R.A.I.N. is an acronym developed by Michelle McDonald, a senior mindfulness teacher, to summarize a powerful way to expand self-awareness. (I’ve adapted it a bit below, and any flaws in the adaptation are my own, not Michelle’s.)
R = Recognize: Notice that you are experiencing something, such as irritation at the tone of voice used by your partner, child, or co-worker. Step back into observation rather than reaction. Without getting into story, simply name what is present, such as “annoyance,” “thoughts of being mistreated,” “body firing up,” “hurt,” “wanting to cry.”
A = Accept (Allow): Acknowledge that your experience is what it is, even if it’s unpleasant. Be with it without attempting to change it. Try to have self-compassion instead of self-criticism. Don’t add to the difficulty by being hard on yourself.

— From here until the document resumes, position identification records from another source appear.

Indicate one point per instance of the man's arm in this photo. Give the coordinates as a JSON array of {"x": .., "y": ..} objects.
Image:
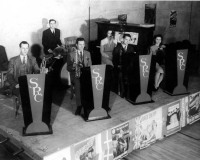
[
  {"x": 10, "y": 74},
  {"x": 58, "y": 38},
  {"x": 70, "y": 62}
]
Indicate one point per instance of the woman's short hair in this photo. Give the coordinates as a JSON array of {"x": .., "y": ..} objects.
[
  {"x": 79, "y": 39},
  {"x": 156, "y": 36},
  {"x": 52, "y": 20},
  {"x": 23, "y": 42}
]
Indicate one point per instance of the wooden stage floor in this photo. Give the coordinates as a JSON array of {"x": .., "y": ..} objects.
[{"x": 69, "y": 129}]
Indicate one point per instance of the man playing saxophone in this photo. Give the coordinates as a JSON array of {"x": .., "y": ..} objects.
[{"x": 75, "y": 61}]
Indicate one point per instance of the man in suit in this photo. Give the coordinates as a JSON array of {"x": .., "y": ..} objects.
[
  {"x": 20, "y": 65},
  {"x": 123, "y": 55},
  {"x": 75, "y": 61},
  {"x": 51, "y": 38},
  {"x": 3, "y": 59}
]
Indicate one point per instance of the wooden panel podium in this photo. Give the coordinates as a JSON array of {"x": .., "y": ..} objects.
[
  {"x": 176, "y": 73},
  {"x": 95, "y": 91},
  {"x": 36, "y": 101}
]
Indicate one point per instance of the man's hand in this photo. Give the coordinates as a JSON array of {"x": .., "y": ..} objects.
[{"x": 50, "y": 51}]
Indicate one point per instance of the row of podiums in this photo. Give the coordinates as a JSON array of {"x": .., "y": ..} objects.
[{"x": 95, "y": 88}]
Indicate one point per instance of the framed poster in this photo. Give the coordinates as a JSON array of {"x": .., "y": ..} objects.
[
  {"x": 193, "y": 109},
  {"x": 147, "y": 129},
  {"x": 150, "y": 14},
  {"x": 134, "y": 37},
  {"x": 172, "y": 118}
]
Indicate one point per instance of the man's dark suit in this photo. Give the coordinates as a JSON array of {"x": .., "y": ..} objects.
[
  {"x": 122, "y": 60},
  {"x": 14, "y": 70},
  {"x": 71, "y": 68},
  {"x": 3, "y": 59},
  {"x": 50, "y": 40}
]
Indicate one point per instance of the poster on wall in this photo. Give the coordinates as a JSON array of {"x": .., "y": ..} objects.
[
  {"x": 193, "y": 109},
  {"x": 184, "y": 105},
  {"x": 116, "y": 142},
  {"x": 134, "y": 37},
  {"x": 120, "y": 140},
  {"x": 172, "y": 118},
  {"x": 147, "y": 129},
  {"x": 173, "y": 18},
  {"x": 86, "y": 150},
  {"x": 150, "y": 14}
]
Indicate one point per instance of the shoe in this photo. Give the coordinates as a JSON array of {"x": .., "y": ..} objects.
[{"x": 78, "y": 110}]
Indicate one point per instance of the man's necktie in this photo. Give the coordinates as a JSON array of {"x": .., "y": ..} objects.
[
  {"x": 24, "y": 60},
  {"x": 125, "y": 48},
  {"x": 81, "y": 56}
]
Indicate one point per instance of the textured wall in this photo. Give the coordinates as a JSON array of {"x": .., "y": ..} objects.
[{"x": 26, "y": 19}]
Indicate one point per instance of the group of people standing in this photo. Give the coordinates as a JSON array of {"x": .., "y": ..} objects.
[
  {"x": 122, "y": 55},
  {"x": 119, "y": 55}
]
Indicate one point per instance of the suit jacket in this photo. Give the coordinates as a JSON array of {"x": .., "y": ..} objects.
[
  {"x": 14, "y": 67},
  {"x": 3, "y": 59},
  {"x": 71, "y": 58},
  {"x": 49, "y": 40}
]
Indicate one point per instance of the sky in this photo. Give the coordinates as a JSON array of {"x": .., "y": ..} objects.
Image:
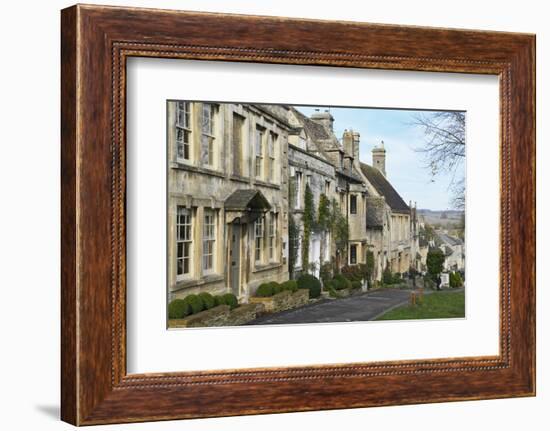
[{"x": 405, "y": 165}]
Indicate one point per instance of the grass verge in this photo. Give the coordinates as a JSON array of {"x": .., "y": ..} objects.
[{"x": 437, "y": 305}]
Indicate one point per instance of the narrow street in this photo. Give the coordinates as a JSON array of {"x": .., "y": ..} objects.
[{"x": 356, "y": 308}]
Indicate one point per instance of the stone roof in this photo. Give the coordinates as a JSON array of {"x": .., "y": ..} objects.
[
  {"x": 246, "y": 199},
  {"x": 375, "y": 212},
  {"x": 315, "y": 130},
  {"x": 447, "y": 239},
  {"x": 384, "y": 188},
  {"x": 447, "y": 250}
]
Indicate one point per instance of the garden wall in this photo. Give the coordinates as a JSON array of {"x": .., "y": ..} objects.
[{"x": 282, "y": 301}]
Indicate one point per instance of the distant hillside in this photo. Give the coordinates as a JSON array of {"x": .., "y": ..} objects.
[{"x": 441, "y": 217}]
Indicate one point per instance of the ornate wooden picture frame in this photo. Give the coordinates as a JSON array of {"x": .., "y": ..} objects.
[{"x": 96, "y": 41}]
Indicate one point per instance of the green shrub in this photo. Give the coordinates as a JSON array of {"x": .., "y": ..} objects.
[
  {"x": 387, "y": 276},
  {"x": 264, "y": 290},
  {"x": 231, "y": 300},
  {"x": 396, "y": 279},
  {"x": 207, "y": 299},
  {"x": 195, "y": 303},
  {"x": 356, "y": 284},
  {"x": 276, "y": 287},
  {"x": 218, "y": 300},
  {"x": 455, "y": 279},
  {"x": 325, "y": 271},
  {"x": 332, "y": 291},
  {"x": 340, "y": 282},
  {"x": 308, "y": 281},
  {"x": 178, "y": 309},
  {"x": 290, "y": 285},
  {"x": 428, "y": 282}
]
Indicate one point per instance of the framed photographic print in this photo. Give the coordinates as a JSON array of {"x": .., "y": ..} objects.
[{"x": 322, "y": 222}]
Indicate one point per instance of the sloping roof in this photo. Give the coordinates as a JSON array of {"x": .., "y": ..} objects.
[
  {"x": 447, "y": 239},
  {"x": 246, "y": 199},
  {"x": 447, "y": 250},
  {"x": 384, "y": 188},
  {"x": 313, "y": 129},
  {"x": 375, "y": 212}
]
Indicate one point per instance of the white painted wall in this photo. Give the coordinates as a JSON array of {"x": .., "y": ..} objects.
[{"x": 29, "y": 173}]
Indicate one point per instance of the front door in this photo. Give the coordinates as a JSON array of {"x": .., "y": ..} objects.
[{"x": 235, "y": 258}]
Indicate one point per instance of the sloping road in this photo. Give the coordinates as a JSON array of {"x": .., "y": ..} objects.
[{"x": 351, "y": 309}]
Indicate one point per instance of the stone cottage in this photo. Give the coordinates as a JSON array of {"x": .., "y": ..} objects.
[
  {"x": 227, "y": 197},
  {"x": 388, "y": 219}
]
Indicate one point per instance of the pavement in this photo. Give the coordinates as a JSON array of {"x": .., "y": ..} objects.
[{"x": 352, "y": 309}]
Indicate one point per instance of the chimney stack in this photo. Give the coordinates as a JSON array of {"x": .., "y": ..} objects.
[
  {"x": 350, "y": 142},
  {"x": 325, "y": 119},
  {"x": 379, "y": 158}
]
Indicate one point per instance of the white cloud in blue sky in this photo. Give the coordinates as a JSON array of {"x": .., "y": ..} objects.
[{"x": 405, "y": 167}]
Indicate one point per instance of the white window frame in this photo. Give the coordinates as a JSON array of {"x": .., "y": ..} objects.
[
  {"x": 356, "y": 253},
  {"x": 298, "y": 177},
  {"x": 259, "y": 240},
  {"x": 184, "y": 236},
  {"x": 273, "y": 137},
  {"x": 352, "y": 197},
  {"x": 209, "y": 241},
  {"x": 259, "y": 152},
  {"x": 183, "y": 131},
  {"x": 272, "y": 232},
  {"x": 208, "y": 138}
]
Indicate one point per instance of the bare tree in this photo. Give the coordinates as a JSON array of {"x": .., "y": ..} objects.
[{"x": 445, "y": 147}]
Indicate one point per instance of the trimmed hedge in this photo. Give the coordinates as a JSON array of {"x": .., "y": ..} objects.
[
  {"x": 230, "y": 299},
  {"x": 178, "y": 309},
  {"x": 207, "y": 299},
  {"x": 311, "y": 283},
  {"x": 265, "y": 290},
  {"x": 356, "y": 284},
  {"x": 340, "y": 282},
  {"x": 195, "y": 302},
  {"x": 290, "y": 285},
  {"x": 455, "y": 279}
]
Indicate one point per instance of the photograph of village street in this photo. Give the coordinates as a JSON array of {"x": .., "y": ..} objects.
[{"x": 286, "y": 214}]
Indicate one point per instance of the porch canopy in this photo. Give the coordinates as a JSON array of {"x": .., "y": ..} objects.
[{"x": 245, "y": 206}]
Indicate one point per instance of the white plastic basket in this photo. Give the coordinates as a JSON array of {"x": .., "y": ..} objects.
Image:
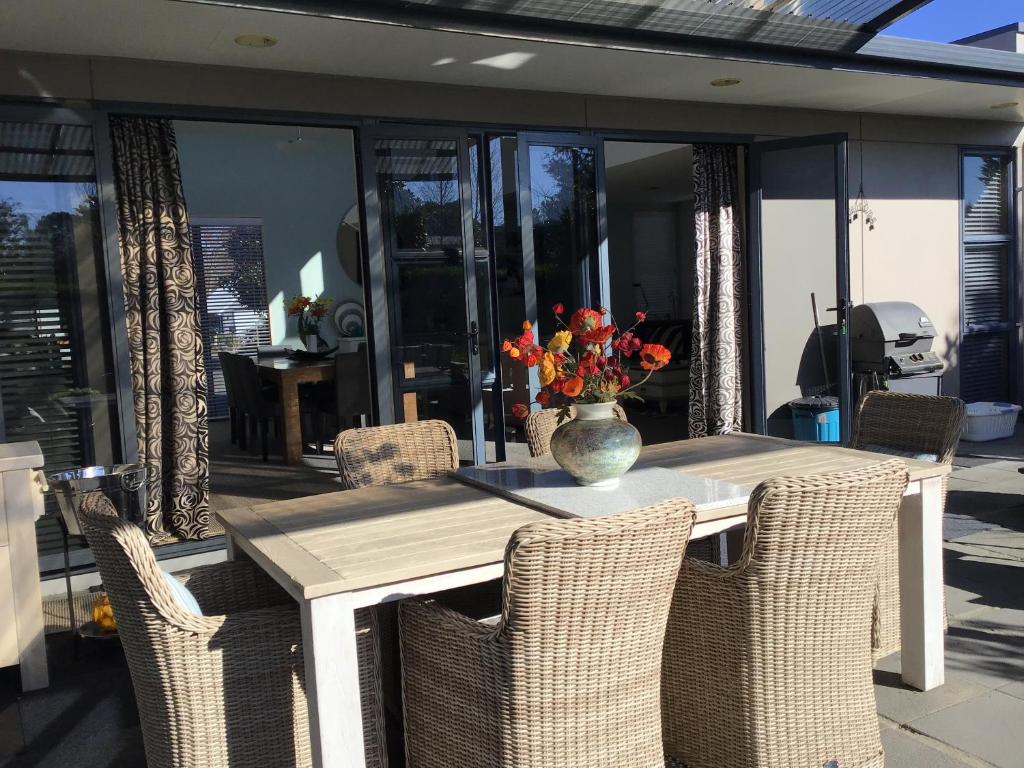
[{"x": 990, "y": 421}]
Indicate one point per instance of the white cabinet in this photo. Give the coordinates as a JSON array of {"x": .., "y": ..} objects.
[{"x": 22, "y": 639}]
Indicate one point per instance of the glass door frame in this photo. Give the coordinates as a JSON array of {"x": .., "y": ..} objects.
[
  {"x": 844, "y": 370},
  {"x": 381, "y": 303}
]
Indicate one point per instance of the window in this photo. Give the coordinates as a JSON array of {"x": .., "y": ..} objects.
[
  {"x": 232, "y": 299},
  {"x": 988, "y": 289},
  {"x": 56, "y": 371}
]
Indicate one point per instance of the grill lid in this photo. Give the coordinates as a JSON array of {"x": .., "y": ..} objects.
[{"x": 898, "y": 322}]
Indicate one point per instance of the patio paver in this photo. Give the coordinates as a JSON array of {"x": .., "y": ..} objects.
[{"x": 988, "y": 726}]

I = Investigate (Inquire): Try to find an attitude of interest, curiosity, and openness. Not detached intellectual analysis but a gently engaged exploration, often with a sense of tenderness or friendliness toward what it finds. Open to other aspects of the experience, such as softer feelings of hurt under the brittle armor of anger. It’s OK for your inquiry to be guided by a bit of insight into your own history and personality, but try to stay close to the raw experience and out of psychoanalyzing yourself.

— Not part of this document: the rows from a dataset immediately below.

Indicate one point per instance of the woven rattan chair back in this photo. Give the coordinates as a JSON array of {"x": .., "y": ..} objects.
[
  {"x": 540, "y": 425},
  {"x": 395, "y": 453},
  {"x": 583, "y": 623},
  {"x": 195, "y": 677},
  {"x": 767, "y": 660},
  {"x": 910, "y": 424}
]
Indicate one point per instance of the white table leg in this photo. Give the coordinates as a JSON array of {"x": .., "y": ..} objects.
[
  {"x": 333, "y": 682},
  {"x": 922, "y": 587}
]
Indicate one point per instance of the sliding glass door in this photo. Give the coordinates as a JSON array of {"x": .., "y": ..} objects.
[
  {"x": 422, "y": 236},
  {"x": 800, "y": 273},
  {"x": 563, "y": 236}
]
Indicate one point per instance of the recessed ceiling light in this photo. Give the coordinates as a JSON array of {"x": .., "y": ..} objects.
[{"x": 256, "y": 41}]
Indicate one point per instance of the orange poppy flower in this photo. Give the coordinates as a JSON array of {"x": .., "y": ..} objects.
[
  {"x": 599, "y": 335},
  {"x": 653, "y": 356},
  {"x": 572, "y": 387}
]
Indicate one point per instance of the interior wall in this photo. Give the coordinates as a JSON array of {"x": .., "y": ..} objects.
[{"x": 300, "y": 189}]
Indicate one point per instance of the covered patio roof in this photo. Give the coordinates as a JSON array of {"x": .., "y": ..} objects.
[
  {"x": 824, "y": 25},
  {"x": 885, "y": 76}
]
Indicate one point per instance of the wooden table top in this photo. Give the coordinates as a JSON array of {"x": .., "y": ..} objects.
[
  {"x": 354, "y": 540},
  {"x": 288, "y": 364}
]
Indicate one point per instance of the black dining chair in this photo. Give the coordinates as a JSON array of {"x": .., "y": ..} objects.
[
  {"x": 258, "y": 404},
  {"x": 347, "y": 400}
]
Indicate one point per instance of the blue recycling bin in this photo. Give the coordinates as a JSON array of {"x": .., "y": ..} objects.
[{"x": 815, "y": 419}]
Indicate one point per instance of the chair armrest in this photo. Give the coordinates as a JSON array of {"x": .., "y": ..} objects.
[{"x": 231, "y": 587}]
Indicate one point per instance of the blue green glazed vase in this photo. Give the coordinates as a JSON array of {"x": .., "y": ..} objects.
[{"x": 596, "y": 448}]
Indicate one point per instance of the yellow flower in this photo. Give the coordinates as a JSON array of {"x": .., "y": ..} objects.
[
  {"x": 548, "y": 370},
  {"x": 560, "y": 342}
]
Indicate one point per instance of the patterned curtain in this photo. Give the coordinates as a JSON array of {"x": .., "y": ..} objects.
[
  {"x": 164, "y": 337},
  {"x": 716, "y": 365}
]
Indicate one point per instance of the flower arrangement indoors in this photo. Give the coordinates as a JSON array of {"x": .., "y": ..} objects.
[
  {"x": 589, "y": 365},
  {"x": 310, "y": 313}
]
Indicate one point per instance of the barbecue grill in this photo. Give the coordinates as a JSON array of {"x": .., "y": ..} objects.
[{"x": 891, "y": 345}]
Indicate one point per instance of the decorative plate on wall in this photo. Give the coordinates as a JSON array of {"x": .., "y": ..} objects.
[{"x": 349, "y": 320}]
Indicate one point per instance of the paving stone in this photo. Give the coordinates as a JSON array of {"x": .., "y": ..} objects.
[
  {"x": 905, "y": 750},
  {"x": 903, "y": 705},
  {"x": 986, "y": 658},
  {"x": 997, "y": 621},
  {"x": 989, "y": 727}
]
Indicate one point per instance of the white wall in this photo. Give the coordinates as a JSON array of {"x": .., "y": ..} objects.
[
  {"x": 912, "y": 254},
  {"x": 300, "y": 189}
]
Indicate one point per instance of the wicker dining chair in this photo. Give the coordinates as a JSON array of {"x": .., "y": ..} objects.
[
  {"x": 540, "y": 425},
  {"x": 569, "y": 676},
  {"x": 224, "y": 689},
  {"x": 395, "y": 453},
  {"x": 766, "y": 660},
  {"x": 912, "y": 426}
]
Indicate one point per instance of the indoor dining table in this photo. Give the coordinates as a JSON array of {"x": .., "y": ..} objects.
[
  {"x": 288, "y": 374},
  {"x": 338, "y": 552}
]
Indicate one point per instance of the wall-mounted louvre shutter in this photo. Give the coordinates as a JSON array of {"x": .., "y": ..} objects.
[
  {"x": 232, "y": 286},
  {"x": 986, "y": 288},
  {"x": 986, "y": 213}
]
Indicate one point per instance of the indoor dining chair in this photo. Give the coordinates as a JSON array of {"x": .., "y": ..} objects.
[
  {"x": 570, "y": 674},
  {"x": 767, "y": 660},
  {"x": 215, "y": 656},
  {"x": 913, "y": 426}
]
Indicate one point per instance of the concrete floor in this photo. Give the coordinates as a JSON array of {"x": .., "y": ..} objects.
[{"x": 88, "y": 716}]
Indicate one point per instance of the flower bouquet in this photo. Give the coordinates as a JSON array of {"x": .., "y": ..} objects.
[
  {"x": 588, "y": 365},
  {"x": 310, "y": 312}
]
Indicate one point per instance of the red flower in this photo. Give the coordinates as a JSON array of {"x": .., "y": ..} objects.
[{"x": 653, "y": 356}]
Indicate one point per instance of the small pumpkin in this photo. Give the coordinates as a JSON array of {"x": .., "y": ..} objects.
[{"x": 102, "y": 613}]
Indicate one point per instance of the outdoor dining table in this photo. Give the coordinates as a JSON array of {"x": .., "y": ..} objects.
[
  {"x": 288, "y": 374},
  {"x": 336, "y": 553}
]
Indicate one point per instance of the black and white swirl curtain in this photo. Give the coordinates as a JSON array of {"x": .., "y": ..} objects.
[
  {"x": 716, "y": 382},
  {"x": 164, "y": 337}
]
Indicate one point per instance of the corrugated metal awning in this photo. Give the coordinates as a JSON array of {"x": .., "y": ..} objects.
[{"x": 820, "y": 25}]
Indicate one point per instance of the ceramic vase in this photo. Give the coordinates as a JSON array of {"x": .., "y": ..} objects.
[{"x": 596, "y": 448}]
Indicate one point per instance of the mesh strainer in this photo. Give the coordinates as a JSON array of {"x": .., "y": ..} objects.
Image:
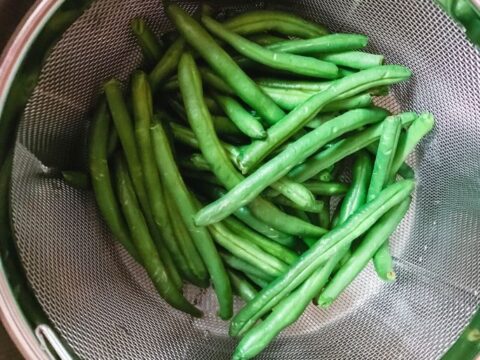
[{"x": 103, "y": 304}]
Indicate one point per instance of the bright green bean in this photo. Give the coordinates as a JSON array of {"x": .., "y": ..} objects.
[
  {"x": 286, "y": 23},
  {"x": 343, "y": 88},
  {"x": 281, "y": 164},
  {"x": 223, "y": 65},
  {"x": 331, "y": 243},
  {"x": 292, "y": 63},
  {"x": 173, "y": 181},
  {"x": 144, "y": 243}
]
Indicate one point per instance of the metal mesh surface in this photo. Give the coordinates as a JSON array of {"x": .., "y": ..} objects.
[{"x": 104, "y": 305}]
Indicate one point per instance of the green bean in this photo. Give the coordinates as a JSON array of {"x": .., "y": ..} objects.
[
  {"x": 101, "y": 181},
  {"x": 321, "y": 251},
  {"x": 144, "y": 243},
  {"x": 191, "y": 88},
  {"x": 353, "y": 59},
  {"x": 173, "y": 181},
  {"x": 245, "y": 267},
  {"x": 327, "y": 188},
  {"x": 281, "y": 164},
  {"x": 290, "y": 99},
  {"x": 223, "y": 65},
  {"x": 369, "y": 245},
  {"x": 341, "y": 149},
  {"x": 265, "y": 39},
  {"x": 421, "y": 126},
  {"x": 286, "y": 23},
  {"x": 280, "y": 252},
  {"x": 143, "y": 112},
  {"x": 167, "y": 64},
  {"x": 323, "y": 44},
  {"x": 297, "y": 118},
  {"x": 185, "y": 243},
  {"x": 292, "y": 63},
  {"x": 150, "y": 45},
  {"x": 241, "y": 286},
  {"x": 286, "y": 313},
  {"x": 247, "y": 124},
  {"x": 246, "y": 251},
  {"x": 76, "y": 179}
]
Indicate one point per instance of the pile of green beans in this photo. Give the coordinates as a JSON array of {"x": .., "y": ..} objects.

N = Not-identify (Not-self): Have a feeling/thought/etc., instead of being it. Disentangle yourself from the various parts of the experience, knowing that they are small, fleeting aspects of the totality you are. See the streaming nature of sights, sounds, thoughts, and other contents of mind, arising and passing away due mainly to causes that have nothing to do with you, that are impersonal. Feel the contraction, stress, and pain that comes from claiming any part of this stream as “I,” or “me,” or “mine” – and sense the spaciousness and peace that comes when experiences simply flow.